Data Science Internship Project [Team M]
This project involves analyzing car data obtained from web scraping. The dataset includes information on car models, their prices, transmission types, and kilometers driven. The analysis includes handling missing data, detecting and removing outliers, and visualizing various aspects of the data.
To run the analysis, you will need the following Python libraries:
pandas numpy matplotlib seaborn
The dataset is loaded from a CSV file named "Final File.csv" into a pandas DataFrame.
The code checks for missing values in the DataFrame to ensure data completeness.
The maximum values for each column are calculated to understand the range of data.
Relevant columns are extracted from the DataFrame for focused analysis.
Outliers in the 'Kilometers' column are detected using Z-scores. A Z-score threshold of 3 is used to identify outliers, which are then removed from the DataFrame.

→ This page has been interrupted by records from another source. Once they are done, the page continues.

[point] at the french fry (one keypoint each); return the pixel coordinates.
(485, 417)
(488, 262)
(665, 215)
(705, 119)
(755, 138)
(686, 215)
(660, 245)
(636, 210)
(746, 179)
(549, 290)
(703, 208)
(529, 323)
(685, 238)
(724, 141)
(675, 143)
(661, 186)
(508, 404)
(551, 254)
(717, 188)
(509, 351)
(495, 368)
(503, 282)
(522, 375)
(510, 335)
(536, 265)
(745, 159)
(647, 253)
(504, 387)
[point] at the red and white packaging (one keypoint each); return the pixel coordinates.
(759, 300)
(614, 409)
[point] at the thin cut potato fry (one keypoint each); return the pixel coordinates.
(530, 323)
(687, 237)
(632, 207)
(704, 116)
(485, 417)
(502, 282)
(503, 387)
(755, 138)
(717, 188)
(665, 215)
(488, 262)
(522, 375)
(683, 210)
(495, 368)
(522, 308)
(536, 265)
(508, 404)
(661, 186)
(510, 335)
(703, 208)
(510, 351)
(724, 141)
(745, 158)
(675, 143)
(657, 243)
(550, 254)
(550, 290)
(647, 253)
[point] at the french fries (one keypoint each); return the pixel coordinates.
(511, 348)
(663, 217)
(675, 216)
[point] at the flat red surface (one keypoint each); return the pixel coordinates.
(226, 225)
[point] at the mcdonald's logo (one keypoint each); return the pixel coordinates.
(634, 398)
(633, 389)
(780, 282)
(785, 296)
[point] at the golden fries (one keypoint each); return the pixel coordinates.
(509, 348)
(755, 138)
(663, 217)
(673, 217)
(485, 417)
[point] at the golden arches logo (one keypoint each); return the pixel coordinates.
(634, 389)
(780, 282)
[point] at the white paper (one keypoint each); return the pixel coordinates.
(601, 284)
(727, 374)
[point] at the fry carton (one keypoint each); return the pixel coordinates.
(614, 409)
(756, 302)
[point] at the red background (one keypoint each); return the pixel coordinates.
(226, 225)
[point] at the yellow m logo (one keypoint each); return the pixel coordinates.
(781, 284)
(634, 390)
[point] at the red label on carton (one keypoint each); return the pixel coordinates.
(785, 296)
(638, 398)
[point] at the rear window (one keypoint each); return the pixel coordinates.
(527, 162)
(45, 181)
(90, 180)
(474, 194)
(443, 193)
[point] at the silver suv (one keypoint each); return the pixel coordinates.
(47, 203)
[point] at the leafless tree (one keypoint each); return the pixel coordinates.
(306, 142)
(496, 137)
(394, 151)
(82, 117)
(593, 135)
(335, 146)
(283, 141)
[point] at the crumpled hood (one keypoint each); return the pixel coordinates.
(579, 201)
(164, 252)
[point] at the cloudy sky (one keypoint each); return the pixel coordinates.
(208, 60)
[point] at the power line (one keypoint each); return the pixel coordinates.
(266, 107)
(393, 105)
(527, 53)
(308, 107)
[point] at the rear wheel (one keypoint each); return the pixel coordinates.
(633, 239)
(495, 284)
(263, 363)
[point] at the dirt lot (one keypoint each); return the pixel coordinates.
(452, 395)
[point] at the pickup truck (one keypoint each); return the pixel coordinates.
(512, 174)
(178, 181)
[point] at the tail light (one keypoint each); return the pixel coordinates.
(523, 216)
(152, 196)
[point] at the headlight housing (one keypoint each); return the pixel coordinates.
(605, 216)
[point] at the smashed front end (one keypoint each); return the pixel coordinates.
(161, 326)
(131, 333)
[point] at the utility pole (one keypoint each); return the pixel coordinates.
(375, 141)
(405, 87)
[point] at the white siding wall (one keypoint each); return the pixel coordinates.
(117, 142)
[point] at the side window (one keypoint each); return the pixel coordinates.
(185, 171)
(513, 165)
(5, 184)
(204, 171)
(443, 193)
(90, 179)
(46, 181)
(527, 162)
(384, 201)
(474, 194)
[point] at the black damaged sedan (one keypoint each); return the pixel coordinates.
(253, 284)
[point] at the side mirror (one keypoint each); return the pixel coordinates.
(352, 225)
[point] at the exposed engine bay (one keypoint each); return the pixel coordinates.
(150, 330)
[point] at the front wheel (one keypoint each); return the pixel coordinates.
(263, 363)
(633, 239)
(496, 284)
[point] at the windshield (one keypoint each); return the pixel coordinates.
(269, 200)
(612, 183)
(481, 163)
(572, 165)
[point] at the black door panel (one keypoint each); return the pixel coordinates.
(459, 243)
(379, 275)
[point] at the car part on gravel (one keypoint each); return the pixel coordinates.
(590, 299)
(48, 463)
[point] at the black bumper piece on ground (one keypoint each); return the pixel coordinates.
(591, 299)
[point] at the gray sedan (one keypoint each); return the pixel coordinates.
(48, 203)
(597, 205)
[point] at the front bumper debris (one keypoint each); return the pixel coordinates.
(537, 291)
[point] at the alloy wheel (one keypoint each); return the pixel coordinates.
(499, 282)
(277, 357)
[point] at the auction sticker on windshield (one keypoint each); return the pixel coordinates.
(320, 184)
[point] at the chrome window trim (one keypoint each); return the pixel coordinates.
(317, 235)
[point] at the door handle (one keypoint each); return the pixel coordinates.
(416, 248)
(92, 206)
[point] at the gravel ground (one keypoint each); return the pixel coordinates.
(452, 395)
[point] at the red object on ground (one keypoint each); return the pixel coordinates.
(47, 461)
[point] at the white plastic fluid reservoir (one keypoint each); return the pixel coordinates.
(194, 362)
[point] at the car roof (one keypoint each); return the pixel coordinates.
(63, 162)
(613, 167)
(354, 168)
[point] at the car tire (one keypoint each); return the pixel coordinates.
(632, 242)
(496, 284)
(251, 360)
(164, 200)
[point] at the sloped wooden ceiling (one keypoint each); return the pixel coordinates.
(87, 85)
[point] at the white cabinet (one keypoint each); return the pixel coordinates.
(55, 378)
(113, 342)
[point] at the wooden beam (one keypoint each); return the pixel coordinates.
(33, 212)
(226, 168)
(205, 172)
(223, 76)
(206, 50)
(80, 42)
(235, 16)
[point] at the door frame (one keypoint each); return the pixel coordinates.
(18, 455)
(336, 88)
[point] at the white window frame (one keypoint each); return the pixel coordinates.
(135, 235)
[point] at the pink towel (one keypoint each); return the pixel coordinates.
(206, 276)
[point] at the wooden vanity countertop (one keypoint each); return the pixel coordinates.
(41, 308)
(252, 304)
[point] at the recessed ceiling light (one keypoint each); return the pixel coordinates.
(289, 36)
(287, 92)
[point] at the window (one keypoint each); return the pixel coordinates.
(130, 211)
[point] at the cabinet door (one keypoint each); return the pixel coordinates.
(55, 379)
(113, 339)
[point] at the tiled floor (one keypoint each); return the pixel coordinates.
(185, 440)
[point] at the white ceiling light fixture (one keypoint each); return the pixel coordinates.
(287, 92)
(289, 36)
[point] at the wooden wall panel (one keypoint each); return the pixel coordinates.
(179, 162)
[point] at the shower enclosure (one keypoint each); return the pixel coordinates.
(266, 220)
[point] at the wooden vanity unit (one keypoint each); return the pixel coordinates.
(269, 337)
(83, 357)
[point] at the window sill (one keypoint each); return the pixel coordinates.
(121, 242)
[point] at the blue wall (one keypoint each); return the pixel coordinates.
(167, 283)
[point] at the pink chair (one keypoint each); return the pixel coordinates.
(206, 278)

Various visualizations are created to gain insights from the data:
Bar Plot of Car Prices: A bar plot is created to show the prices of different car models. The x-axis represents the car models, and the y-axis represents their prices in lakhs.
Stacked Bar Chart of Transmission Distribution: The distribution of transmission types (manual or automatic) across different car models is visualized using a stacked bar chart. This helps in understanding the prevalence of each transmission type for different car models.
Scatter Plot of Car Prices: A scatter plot is created to show the relationship between car models and their prices. This plot helps in identifying any patterns or trends in pricing across different models.
The average price and average kilometers driven for the cars in the dataset are calculated and printed. This provides a summary statistic that gives an overall view of the data.
This project demonstrates the process of cleaning and analyzing car data obtained from web scraping. By handling missing data, removing outliers, and visualizing the data, valuable insights can be gained. This analysis can be extended further to include more sophisticated models and predictions based on the car data.